Primary – Contingent – General Liability Exposures
General Liability Exposures
By: Allen Financial Insurance Group
Contact us for information about Primary, Contingent General Liability Exposures
Primary & Contingent General Liability Exposures:
A typical Resort or Recreational Management Facility conducts it’s business operations on several different risk levels simultaneously. These diverse functions represent an unusual combination of direct and contingent exposures that span the entire spectrum of public liability.
Premises & Operations Liability:
A direct primary liability exposure arises out of a premises owned or utilized by a MANAGEMENT FACILITY, or out of operations conducted at or away from those premises. The MANAGEMENT FACILITY is under a duty to conduct his operations with reasonable care to avoid injury or property damage to others. Since many operations are delegated to employees, agents or subcontractors, their negligence, if any, is imputed to the MANAGEMENT FACILITY under the doctrine of respondent superior (let the superior party answer).
The MANAGEMENT FACILITY can be defined as a contractor who, for a fixed price, undertakes to procure the performance of works for a client. If a portion of the work is subcontracted to another party the responsibility for the performance of the work to the client remains the same.
When subcontractors or independent contractors are used, the MANAGEMENT FACILITY is considered to be the “prime” or “general” contractor. The subcontractors are responsible for any injuries or property damage caused by their negligence or negligence of their employees. This responsibility runs not only to the general public but also to the employees of the general contractor and other subcontractors.
The MANAGEMENT FACILITY is assumed to have general supervision over the activities of subcontractors and is ultimately responsible for the reasonable safety of a premises or operation. Failure to meet this duty is actionable if it results in an injury to a client or member of the general public.

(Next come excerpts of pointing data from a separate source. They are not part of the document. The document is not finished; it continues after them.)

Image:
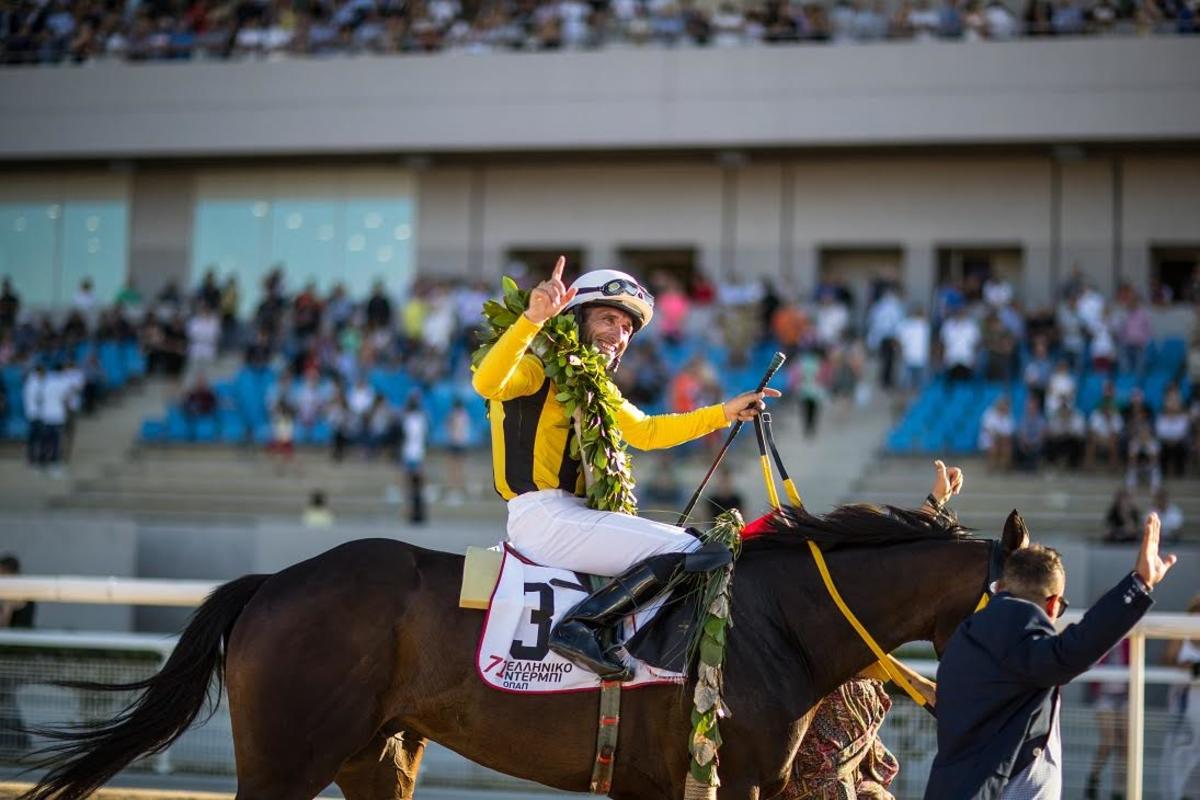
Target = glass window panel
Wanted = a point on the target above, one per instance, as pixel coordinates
(378, 245)
(307, 242)
(28, 245)
(233, 238)
(95, 244)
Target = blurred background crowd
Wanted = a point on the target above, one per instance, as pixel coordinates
(168, 30)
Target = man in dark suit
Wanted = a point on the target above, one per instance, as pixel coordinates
(997, 684)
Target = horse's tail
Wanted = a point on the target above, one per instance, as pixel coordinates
(88, 756)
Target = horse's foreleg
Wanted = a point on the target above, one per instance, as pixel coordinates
(383, 770)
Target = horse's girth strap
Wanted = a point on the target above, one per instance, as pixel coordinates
(897, 677)
(606, 737)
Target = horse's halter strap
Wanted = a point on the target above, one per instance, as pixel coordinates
(766, 440)
(995, 567)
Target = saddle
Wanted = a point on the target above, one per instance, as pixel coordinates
(523, 600)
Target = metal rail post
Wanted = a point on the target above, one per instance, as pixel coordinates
(1135, 733)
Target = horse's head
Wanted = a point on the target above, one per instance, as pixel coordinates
(1014, 536)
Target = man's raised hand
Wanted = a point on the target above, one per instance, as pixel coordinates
(550, 296)
(1151, 566)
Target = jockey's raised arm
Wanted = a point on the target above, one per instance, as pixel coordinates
(544, 483)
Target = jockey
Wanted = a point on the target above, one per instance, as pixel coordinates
(549, 519)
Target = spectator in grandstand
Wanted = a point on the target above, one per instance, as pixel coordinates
(1104, 428)
(1143, 459)
(1174, 431)
(310, 398)
(1000, 349)
(203, 337)
(379, 427)
(199, 400)
(317, 513)
(10, 306)
(306, 310)
(996, 429)
(208, 294)
(1134, 332)
(1181, 747)
(457, 441)
(1137, 410)
(1060, 388)
(1104, 349)
(85, 299)
(913, 335)
(1170, 515)
(883, 319)
(1066, 435)
(282, 445)
(414, 431)
(1071, 325)
(228, 308)
(1030, 438)
(810, 379)
(166, 344)
(345, 425)
(960, 344)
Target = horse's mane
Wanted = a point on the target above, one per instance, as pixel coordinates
(856, 524)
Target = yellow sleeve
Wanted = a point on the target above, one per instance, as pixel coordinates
(667, 429)
(508, 370)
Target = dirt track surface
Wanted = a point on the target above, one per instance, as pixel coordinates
(10, 791)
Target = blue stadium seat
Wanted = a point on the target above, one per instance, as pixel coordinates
(204, 428)
(179, 427)
(154, 429)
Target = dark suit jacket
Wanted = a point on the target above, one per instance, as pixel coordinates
(997, 681)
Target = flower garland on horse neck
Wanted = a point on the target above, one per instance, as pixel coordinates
(581, 374)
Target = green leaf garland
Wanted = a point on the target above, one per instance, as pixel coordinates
(714, 621)
(581, 376)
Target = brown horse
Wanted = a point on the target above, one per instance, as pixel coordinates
(342, 667)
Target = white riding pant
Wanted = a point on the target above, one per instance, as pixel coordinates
(556, 528)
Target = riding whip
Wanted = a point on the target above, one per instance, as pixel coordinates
(777, 361)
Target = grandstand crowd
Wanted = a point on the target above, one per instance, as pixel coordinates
(53, 31)
(1085, 384)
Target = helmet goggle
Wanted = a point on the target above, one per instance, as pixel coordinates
(618, 287)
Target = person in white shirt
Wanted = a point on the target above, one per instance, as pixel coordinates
(960, 344)
(831, 320)
(1174, 431)
(996, 434)
(1061, 386)
(913, 335)
(46, 396)
(1169, 513)
(203, 337)
(414, 429)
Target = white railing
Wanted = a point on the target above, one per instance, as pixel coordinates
(139, 591)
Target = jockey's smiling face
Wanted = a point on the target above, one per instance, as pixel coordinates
(609, 329)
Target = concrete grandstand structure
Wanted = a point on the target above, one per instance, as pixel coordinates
(1039, 155)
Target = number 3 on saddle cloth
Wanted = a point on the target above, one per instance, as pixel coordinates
(514, 648)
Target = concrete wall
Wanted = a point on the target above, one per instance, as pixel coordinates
(1073, 90)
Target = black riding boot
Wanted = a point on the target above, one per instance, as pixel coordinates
(577, 636)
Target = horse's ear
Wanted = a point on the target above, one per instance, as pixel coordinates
(1017, 535)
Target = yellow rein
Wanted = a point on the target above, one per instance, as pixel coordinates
(887, 662)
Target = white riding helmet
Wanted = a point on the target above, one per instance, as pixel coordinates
(616, 289)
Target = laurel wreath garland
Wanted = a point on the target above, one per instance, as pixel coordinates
(581, 376)
(708, 707)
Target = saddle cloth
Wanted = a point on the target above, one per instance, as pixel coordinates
(514, 648)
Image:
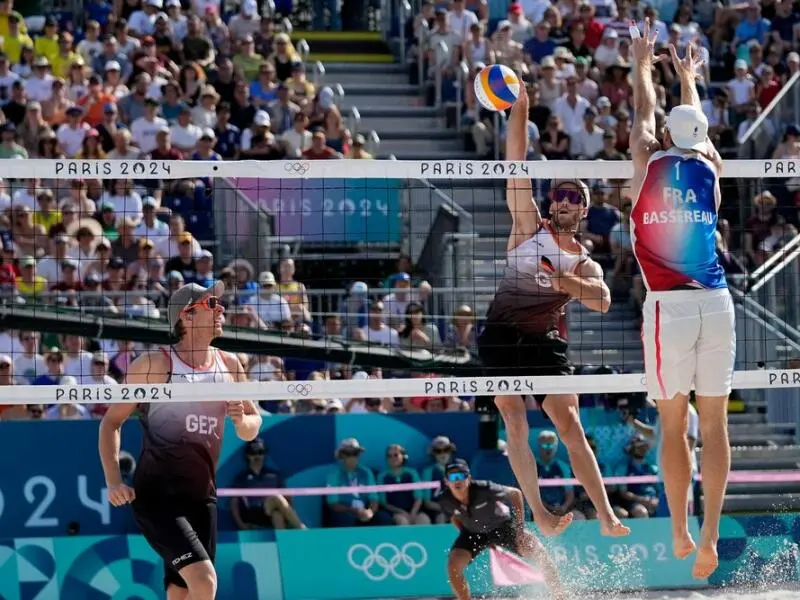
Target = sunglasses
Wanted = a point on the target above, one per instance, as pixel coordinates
(209, 302)
(574, 197)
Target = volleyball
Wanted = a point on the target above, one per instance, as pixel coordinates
(497, 87)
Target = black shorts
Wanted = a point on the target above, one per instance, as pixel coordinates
(181, 532)
(504, 536)
(505, 351)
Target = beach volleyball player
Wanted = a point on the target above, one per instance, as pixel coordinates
(174, 489)
(546, 268)
(688, 317)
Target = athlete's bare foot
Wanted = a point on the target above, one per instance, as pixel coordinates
(613, 527)
(706, 562)
(683, 545)
(551, 525)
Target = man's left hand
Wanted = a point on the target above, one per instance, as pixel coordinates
(236, 411)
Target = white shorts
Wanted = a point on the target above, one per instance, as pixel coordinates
(689, 339)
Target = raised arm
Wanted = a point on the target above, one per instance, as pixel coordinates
(643, 133)
(519, 193)
(687, 71)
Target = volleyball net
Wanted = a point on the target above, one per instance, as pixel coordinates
(348, 278)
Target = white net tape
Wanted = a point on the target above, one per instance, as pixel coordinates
(436, 386)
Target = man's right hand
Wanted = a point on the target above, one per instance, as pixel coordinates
(120, 494)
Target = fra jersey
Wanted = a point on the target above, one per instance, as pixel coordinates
(674, 223)
(688, 329)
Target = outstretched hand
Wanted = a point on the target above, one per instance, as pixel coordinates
(687, 67)
(643, 44)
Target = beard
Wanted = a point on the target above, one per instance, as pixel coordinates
(566, 222)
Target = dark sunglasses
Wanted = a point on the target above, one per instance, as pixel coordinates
(209, 302)
(572, 196)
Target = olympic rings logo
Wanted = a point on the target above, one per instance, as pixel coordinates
(300, 389)
(388, 559)
(300, 168)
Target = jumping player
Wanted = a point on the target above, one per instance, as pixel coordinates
(174, 488)
(481, 512)
(546, 268)
(688, 317)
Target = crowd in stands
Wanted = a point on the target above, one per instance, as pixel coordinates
(574, 57)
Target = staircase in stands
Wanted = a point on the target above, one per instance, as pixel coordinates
(377, 85)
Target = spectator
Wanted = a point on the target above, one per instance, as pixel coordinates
(184, 263)
(145, 129)
(29, 283)
(268, 304)
(29, 364)
(350, 510)
(297, 139)
(404, 508)
(376, 331)
(54, 360)
(273, 511)
(441, 450)
(558, 500)
(641, 498)
(293, 291)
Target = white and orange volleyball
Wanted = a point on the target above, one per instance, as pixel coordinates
(497, 87)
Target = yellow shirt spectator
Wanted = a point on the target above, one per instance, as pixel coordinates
(4, 28)
(62, 62)
(13, 45)
(47, 46)
(34, 288)
(48, 220)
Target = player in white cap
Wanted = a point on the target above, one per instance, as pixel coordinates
(688, 319)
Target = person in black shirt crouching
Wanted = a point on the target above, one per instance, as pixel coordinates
(487, 515)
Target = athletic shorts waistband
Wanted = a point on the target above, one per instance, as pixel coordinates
(688, 295)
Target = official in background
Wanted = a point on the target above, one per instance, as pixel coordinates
(487, 515)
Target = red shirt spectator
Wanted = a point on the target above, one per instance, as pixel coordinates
(319, 149)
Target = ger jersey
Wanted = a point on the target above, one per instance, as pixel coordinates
(182, 440)
(525, 297)
(674, 223)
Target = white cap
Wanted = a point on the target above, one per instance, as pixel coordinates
(261, 119)
(688, 127)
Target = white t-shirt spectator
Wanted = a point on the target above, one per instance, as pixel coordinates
(460, 24)
(39, 88)
(385, 336)
(24, 198)
(185, 137)
(571, 116)
(142, 23)
(158, 233)
(78, 366)
(50, 268)
(71, 138)
(740, 88)
(126, 206)
(10, 344)
(143, 132)
(30, 367)
(586, 143)
(295, 141)
(271, 309)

Vicarious liability may result from employer-employee relationships, principal-agent relationships or relationships with independent contractors. The principal of vicarious liability describes situations where the MANAGEMENT FACILITY will be held liable for the negligent acts of independent contractors or subcontractors – even though the MANAGEMENT FACILITY is otherwise free from all fault, did nothing to aid or encourage the subcontractors negligence, played no part in it, or even possibly did everything possible to prevent it.
As a general rule, a party is not normally vicariously liable for the torts of its agent or independent contractor. This is most often explained by the observation that, because the contractor does not control the manner in which an independent contractor does his work it is to be regarded as the subcontractor’s own enterprise.
The “general rule” relating to vicarious liability and acts by independent contractors is nearly swallowed up by no less than twenty-one recognized exceptions to the general rule.
The employment of an independent contractor will not insulate a MANAGEMENT FACILITY from vicarious liability for the acts of the contractor where the MANAGEMENT FACILITY fails to take reasonable precautions where there is a foreseeable chance of harm to others. It is the MANAGEMENT Facility’s duty, for instance, to exercise reasonable care to select a competent and careful contractor with the proper training, experience and equipment for the job.
The vicarious liability of a MANAGEMENT FACILITY for the negligent acts of agents or independent contractors is called “joint and several”. A liability is joint and several when an injured party sues one or more or the responsible parties separately or together for injuries suffered.
No agreement generally entered into by a MANAGEMENT FACILITY with an agent or independent contractor which attempts to secure an exemption from liability for harm caused by the negligence of the contractor is binding on the injured third party.